Kompressionsstrümpfe sind medizinische Strümpfe, die gezielten Druck auf die Beine ausüben und die Durchblutung fördern. Sie werden bei Venenschwäche, Ödemen und zur Thrombosevorbeugung eingesetzt.

Was sind Kompressionsstrümpfe?

Kompressionsstrümpfe sind medizinische Hilfsmittel, die einen definierten, gleichmäßigen Druck auf das Bein ausüben. Dieser Druck unterstützt den venösen Rückfluss des Blutes zum Herzen und verhindert, dass sich Blut in den Beinvenen staut. Sie werden in verschiedenen Kompressionsklassen und Längen angeboten – von der Kniestrumpflänge bis zum Hüftstrumpf oder als Strumpfhose.

Wirkungsweise

Das Grundprinzip der Kompressionstherapie beruht auf einem von außen aufgebrachten Druck, der die Venenwände zusammenpresst und so den Querschnitt der Venen verkleinert. Dadurch wird die Fließgeschwindigkeit des Blutes erhöht und der Rückstrom zum Herzen verbessert. Gleichzeitig wirkt der Druck dem Austreten von Flüssigkeit aus den Blutgefäßen ins umliegende Gewebe entgegen, was Schwellungen (Ödeme) reduziert.

Kompressionsklassen

Kompressionsstrümpfe werden nach dem Druck, den sie ausüben, in verschiedene Klassen eingeteilt:

  • Klasse I (15–21 mmHg): Leichte Kompression, geeignet bei müden, schweren Beinen und leichter Venenschwäche.
  • Klasse II (23–32 mmHg): Mittlere Kompression, häufig bei Krampfadern, Ödemen und nach Venenoperationen eingesetzt.
  • Klasse III (34–46 mmHg): Starke Kompression, z. B. bei schwerer chronisch-venöser Insuffizienz oder ausgeprägten Ödemen.
  • Klasse IV (über 49 mmHg): Sehr starke Kompression, bei schwerwiegenden lymphatischen Erkrankungen.

Anwendungsgebiete

Kompressionsstrümpfe werden bei einer Vielzahl von Erkrankungen und Situationen empfohlen:

  • Chronisch-venöse Insuffizienz (CVI): Schwäche der Venenklappen, die zu Blutansammlungen in den Beinen führt.
  • Krampfadern (Varizen): Erweiterte, geschlängelte Venen.
  • Thromboseprophylaxe: Vorbeugung gegen tiefe Venenthrombosen (TVT), z. B. bei langen Flugreisen oder nach Operationen.
  • Ödeme: Wasseransammlungen im Gewebe, z. B. bei Lymphödemen.
  • Schwangerschaft: Vorbeugung von Venenproblemen und Schwellungen.
  • Postoperative Versorgung: Nach Veneneingriffen oder anderen operativen Maßnahmen.

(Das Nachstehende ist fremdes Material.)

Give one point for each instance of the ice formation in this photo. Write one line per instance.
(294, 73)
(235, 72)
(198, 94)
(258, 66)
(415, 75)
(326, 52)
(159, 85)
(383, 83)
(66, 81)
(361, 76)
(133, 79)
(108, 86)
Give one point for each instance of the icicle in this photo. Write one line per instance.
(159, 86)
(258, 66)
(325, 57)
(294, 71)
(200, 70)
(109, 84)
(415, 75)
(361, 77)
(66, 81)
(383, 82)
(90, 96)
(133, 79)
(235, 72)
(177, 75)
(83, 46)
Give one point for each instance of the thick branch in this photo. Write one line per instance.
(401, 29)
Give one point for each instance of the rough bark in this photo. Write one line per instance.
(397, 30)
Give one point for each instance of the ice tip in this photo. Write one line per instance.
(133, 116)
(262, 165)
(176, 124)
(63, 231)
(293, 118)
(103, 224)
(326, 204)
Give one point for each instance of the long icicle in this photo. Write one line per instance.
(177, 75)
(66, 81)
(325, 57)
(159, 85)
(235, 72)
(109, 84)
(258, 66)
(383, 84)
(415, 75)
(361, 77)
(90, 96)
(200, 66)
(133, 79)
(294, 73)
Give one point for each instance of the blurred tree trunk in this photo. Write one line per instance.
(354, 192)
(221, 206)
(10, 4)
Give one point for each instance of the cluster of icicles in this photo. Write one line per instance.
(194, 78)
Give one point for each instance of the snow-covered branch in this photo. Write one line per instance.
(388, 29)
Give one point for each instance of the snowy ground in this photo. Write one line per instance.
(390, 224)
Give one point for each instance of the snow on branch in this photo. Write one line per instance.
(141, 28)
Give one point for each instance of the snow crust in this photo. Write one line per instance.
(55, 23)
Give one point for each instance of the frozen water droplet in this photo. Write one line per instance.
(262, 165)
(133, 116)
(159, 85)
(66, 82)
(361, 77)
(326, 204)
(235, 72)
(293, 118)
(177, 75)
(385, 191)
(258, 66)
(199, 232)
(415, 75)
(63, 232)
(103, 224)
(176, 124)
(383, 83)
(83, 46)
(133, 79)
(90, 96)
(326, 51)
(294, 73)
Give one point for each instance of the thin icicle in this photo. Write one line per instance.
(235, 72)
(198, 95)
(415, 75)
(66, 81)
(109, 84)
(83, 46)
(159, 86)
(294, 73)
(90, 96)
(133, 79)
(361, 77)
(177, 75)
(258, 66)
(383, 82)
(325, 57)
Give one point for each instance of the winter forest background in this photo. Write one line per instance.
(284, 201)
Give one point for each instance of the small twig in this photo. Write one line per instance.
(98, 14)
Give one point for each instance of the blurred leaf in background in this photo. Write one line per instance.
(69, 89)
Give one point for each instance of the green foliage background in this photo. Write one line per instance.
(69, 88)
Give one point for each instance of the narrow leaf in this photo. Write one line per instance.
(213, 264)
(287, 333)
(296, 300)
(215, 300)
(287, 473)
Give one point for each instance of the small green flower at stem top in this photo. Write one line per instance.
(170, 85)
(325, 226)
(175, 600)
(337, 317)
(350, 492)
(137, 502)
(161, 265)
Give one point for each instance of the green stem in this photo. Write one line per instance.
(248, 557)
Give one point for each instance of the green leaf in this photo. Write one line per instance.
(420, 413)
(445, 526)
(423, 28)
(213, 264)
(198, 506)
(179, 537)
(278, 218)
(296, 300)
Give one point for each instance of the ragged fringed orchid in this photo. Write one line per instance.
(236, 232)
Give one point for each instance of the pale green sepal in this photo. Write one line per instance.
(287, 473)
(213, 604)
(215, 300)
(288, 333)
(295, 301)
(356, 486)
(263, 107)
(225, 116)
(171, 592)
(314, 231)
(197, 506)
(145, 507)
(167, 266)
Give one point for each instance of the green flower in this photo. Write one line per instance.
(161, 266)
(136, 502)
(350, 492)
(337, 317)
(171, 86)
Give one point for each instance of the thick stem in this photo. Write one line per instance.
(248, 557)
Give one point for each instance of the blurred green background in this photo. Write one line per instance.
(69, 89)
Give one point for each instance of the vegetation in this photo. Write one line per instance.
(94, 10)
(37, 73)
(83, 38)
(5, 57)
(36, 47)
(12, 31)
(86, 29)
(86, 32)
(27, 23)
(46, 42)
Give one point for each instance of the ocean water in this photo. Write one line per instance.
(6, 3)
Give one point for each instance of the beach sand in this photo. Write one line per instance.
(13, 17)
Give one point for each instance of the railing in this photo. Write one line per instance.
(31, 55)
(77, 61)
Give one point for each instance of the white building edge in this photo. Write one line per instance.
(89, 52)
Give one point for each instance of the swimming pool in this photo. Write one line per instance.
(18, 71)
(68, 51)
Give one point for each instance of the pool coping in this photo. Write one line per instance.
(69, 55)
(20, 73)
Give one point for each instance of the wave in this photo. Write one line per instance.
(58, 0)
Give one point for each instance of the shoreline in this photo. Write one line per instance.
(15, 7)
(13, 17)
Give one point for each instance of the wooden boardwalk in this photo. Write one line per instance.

Richtige Anwendung und Pflege

Kompressionsstrümpfe sollten morgens, noch vor dem Aufstehen, angelegt werden, da die Beine zu diesem Zeitpunkt am wenigsten geschwollen sind. Das Anziehen kann durch spezielle Anziehhilfen erleichtert werden. Im Laufe des Tages können die Strümpfe bei Bedarf ausgezogen und neu angelegt werden. Sie sollten täglich gewaschen und auf Beschädigungen geprüft werden, da ein beschädigter Strumpf seine Kompressionswirkung verliert.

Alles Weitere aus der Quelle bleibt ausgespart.